Aboriginal Job Seekers

This area of findings deals with the primary clients of the rural and northern Manitoba EC and produced some depressing information. While I was researching this project, an article appeared in the Globe and Mail where notable critic John Ibbitson (2006) had this to say, “If you’re an Indian in your 20s living on a reserve, you need to leave right now” (¶ 2). Ibbitson further stated, “We have utterly failed to rescue the latest generation of on-reserve native Canadians” (¶ 3). The life conditions chart for the Aboriginal job seeker in chapter two (see Table 3) has been modified for this section to present the research findings.

Shelter, Food, and Healthcare

The Aboriginal job seeker on reserves comes from communities that have some of the lowest quality of life indicators in North America. The very people who need the most resources have the least resources available to them. Participant B talked about the most challenging clients: “There’s so many people out there who don’t have anything, you know. They can’t go to school because they don’t have the money.… They don’t qualify for any of these programs.”

Family and Community Support

Aboriginal job seekers in rural and northern Manitoba typically face systemic and attitudinal barriers to achieving job success.
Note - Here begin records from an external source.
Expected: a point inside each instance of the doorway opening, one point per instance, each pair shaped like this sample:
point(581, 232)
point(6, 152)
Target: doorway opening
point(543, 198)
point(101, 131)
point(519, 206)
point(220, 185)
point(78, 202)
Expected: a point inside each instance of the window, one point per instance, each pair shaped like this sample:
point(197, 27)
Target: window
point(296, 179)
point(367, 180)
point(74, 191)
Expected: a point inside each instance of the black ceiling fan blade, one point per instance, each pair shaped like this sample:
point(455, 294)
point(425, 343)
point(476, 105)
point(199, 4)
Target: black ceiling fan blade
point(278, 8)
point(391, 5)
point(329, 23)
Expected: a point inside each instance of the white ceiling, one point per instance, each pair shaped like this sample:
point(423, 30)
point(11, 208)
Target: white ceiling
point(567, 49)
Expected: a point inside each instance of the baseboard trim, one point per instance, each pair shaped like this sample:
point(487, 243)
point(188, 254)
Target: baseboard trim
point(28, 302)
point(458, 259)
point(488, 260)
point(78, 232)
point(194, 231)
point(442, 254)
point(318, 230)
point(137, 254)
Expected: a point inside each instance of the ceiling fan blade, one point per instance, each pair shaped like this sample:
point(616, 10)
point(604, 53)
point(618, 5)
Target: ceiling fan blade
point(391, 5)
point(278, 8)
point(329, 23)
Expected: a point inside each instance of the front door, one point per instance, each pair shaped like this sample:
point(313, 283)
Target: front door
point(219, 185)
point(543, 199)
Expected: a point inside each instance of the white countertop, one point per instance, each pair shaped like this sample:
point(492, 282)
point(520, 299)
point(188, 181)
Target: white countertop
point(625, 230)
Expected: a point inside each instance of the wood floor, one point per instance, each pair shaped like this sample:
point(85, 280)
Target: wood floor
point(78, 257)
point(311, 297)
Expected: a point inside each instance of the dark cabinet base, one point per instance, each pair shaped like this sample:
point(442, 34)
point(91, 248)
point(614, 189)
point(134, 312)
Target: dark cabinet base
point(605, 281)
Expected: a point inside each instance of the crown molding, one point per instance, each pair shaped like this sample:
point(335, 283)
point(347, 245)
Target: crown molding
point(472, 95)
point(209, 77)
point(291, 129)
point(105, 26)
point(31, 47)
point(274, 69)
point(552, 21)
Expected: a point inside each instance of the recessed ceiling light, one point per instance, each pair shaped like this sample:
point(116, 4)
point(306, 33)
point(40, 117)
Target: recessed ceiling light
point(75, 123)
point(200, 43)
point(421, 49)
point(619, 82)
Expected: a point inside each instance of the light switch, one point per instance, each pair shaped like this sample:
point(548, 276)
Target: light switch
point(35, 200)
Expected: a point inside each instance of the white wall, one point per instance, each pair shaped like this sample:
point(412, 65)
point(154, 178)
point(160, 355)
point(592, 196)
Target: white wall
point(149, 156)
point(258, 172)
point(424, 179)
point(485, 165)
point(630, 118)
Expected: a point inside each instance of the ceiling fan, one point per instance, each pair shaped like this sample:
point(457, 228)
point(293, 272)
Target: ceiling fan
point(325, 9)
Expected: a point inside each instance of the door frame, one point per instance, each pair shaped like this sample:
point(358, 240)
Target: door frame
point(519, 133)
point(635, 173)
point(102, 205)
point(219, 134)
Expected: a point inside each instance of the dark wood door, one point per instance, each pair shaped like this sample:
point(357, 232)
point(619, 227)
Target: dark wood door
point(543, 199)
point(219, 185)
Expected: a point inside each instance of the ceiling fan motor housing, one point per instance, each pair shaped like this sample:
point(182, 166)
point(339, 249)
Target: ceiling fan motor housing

Participant B talked about life skills required to achieve success, “Helping them to recognize what’s stopping them from succeeding is a challenge.… People are scared to talk.” Participant A said, “He didn’t want to go alone … people don’t like to be singled out.” Participant F talked about the large number of unemployed youth and new programming directions: “A lot of awareness programs for the drug problem in the communities … and the gangs are moving in.” Participant F passionately talked about the status of many northern Aboriginals who get into trouble: “We’re an industry for the mainstream, for the jails, for the justice system, for the social system. We’re a very lucrative industry.… Who is going to stop that status quo?”